Юра слушал, глядя ему в рот. Юрковский продолжал:
- Капитан Быков, несомненно, прав. Собственное имя на карте не должно означать слишком много для настоящего человека. Радоваться своим успехам надо скромно, один на один с собой. А с друзьями надо делиться только радостью поиска, радостью погони и смертельной борьбы. Вы знаете, Юра, сколько людей на Земле? Четыре миллиарда! И каждый из них работает. Или гонится. Или ищет. Или дерется насмерть. Иногда я пробую представить себе все эти четыре миллиарда одновременно. Капитан Фрэд Дулитл ведет пассажирский лайнер, и за сто мегаметров до финиша выходит из строя питающий реактор, и у Фрэда Дулитла за пять минут седеет голова, но он надевает большой черный берет, идет в кают-компанию и хохочет там с пассажирами, с теми самыми пассажирами, которые так ничего и не узнают и через сутки разъедутся с ракетодрома и навсегда забудут даже имя Фрэда Дулитла. Профессор Канаяма отдает всю свою жизнь созданию стереосинтетиков, и в одно жаркое сырое утро его находят мертвым в кресле возле лабораторного стола, и кто из сотен миллионов, которые будут носить изумительно красивые и прочные одежды из стереосинтетиков профессора Канаяма, вспомнит его имя? А Юрий Бородин будет в необычайно трудных условиях возводить жилые купола на маленькой каменистой Рее, и можно поручиться, что ни один из будущих обитателей этих жилых куполов никогда не услышит имени Юрия Бородина. И вы знаете, Юра, это очень справедливо. Ибо и Фрэд Дулитл тоже уже забыл имена своих пассажиров, а ведь они идут на смертельно опасный штурм чужой планеты. И профессор Канаяма никогда в глаза не видел тех, кто носит одежду из его тканей, - а ведь эти люди кормили и одевали его, пока он работал. И ты, Юра, никогда, наверное, не узнаешь о героизме ученых, что поселятся в домах, которые ты выстроишь. Таков мир, в котором мы живем. Очень хороший мир.
Юрковский кончил говорить и посмотрел на Юру с таким выражением, словно ожидал, что Юра тут же переменится к лучшему. Юра молчал. Это называлось «беседовать со стариком». Оба очень любили такие беседы. Ничего особенно нового для Юры в этих беседах, конечно, не было, но у него всегда оставалось впечатление чего-то огромного и сверкающего. Вероятно, дело было в самом обличии великого планетолога - весь он был какой-то красный с золотом.
В кают-компанию вошел Жилин, положил перед Юрковским катушки радиограмм.
- Утренняя почта, - сказал он.
- Спасибо, Ваня, - расслабленным голосом сказал Юрковский. Он взял наугад катушку, вставил ее в машинку и включил дешифратор. Машинка бешено застучала.
- Ну вот, - тем же расслабленным голосом сказал Юрковский, вытягивая из машинки лист бумаги. - Опять на Церере программу не выполнили.
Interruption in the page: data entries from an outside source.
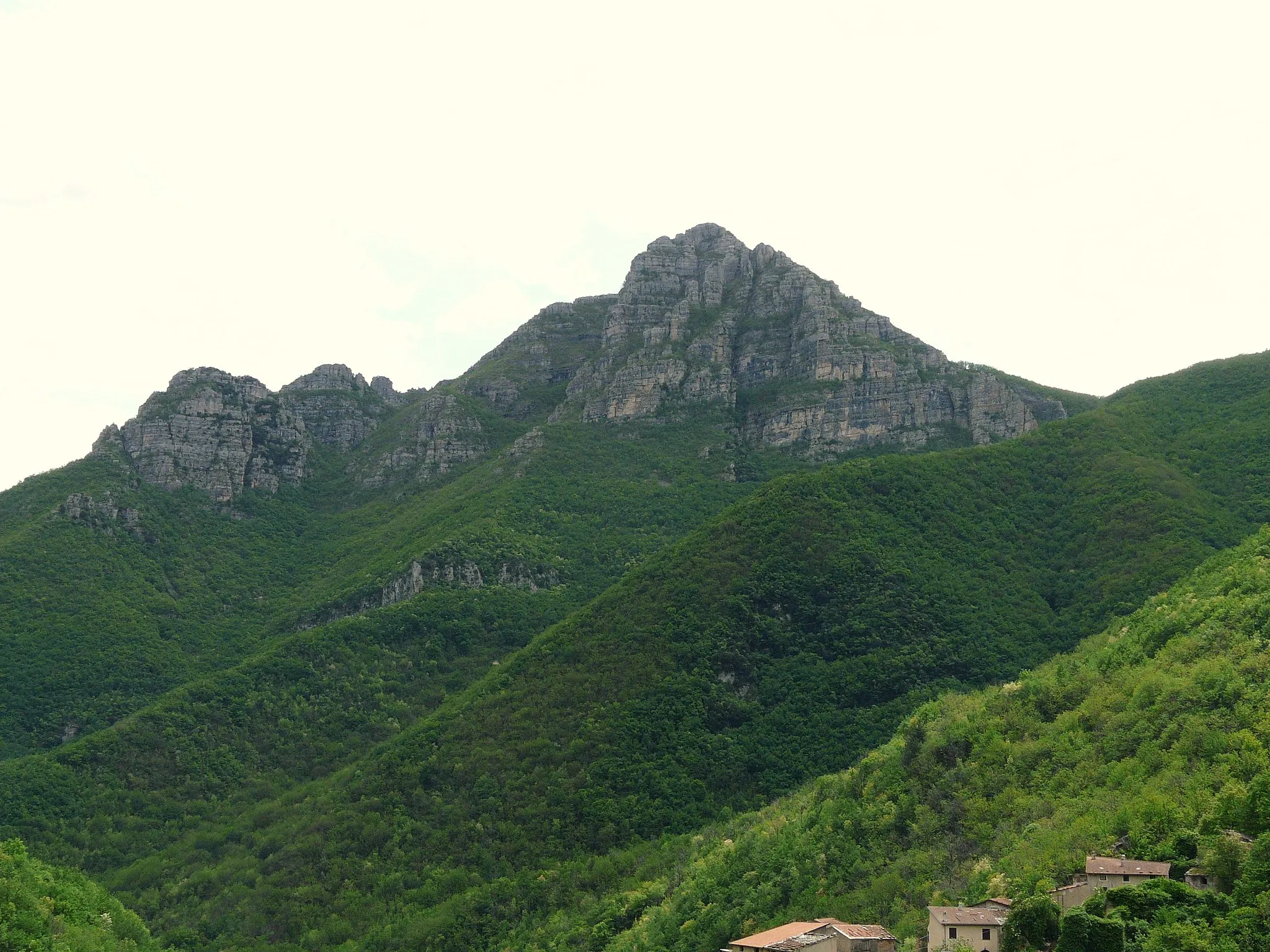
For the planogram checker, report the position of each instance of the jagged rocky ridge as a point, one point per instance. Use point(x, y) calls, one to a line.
point(701, 322)
point(703, 319)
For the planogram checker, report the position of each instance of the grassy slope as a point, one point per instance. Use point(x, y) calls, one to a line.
point(95, 625)
point(775, 630)
point(60, 910)
point(1153, 734)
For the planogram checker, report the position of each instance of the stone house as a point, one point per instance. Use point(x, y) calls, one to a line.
point(975, 927)
point(817, 936)
point(1198, 878)
point(1106, 874)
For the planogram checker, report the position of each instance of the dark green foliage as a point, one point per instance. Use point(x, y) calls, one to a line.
point(47, 909)
point(1032, 924)
point(1255, 878)
point(1081, 932)
point(379, 778)
point(1134, 738)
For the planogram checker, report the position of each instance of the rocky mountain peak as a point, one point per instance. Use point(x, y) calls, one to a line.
point(329, 376)
point(216, 432)
point(704, 319)
point(225, 434)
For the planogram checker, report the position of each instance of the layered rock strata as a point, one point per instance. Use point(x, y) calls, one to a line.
point(437, 570)
point(704, 320)
point(338, 407)
point(226, 434)
point(442, 433)
point(701, 318)
point(219, 433)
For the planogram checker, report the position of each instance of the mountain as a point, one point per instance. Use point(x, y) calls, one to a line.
point(337, 664)
point(1148, 739)
point(778, 643)
point(224, 514)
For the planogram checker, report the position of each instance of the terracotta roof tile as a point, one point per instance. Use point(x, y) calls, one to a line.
point(1110, 866)
point(762, 940)
point(968, 915)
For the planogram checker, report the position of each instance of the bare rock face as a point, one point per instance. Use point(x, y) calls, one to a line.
point(102, 514)
point(443, 434)
point(216, 432)
point(703, 319)
point(338, 407)
point(448, 570)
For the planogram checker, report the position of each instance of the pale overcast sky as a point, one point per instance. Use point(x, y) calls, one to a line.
point(1072, 192)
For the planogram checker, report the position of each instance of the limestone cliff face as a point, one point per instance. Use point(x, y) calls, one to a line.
point(226, 434)
point(703, 319)
point(440, 434)
point(703, 324)
point(219, 433)
point(338, 407)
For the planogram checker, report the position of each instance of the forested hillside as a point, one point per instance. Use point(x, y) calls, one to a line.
point(500, 664)
point(47, 909)
point(774, 645)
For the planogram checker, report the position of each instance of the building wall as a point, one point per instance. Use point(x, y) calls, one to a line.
point(938, 936)
point(1071, 896)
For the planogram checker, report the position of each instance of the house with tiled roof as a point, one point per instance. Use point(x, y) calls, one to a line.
point(1104, 873)
point(975, 927)
point(817, 936)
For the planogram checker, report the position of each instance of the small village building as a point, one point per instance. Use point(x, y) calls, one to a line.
point(1104, 873)
point(975, 927)
point(1203, 880)
point(817, 936)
Жилин крепко взял Юру за рукав и повлек в рубку. Позади раздавался крепнущий голос Юрковского:
- Снять его надо к чертовой бабушке и перевести на Землю, пусть сидит смотрителем музея…
Юра стоял за спиной Жилина и глядел, как настраивают фазоциклер. Ничего не понимаю, думал он с унынием. И никогда не пойму. Фазоциклер был деталью комбайна контроля отражателя и служил для измерения плотности потока радиации в рабочем объеме отражателя. Следить за настройкой фазоциклера нужно было по двум экранам. На экранах вспыхивали и медленно гасли голубоватые искры и извилистые линии. Иногда они смешивались в одно сплошное светящееся облако, и тогда Юра думал, что все пропало и настройку нужно начинать сначала, а Жилин со вкусом приговаривал: «Превосходно. А теперь еще на полградуса». Все действительно начиналось сначала.
На возвышении в двух шагах позади Юры сидел за пультом счетной машины Михаил Антонович и писал мемуары. Пот градом катился по его лицу. Юра уже знал, что писать мемуары Михаила Антоновича заставил архивный отдел международного управления космических сообщений. Михаил Антонович трудолюбиво царапал пером, возводил очи горе, что-то считал на пальцах и время от времени грустным голосом принимался петь веселые песни. Михаил Антонович был добряк, каких мало. В первый же день он подарил Юре плитку шоколада и попросил прочитать написанную часть мемуаров. Критику прямодушной молодости он воспринял крайне болезненно, но с тех пор стал считать Юру непререкаемым авторитетом в области мемуарной литературы.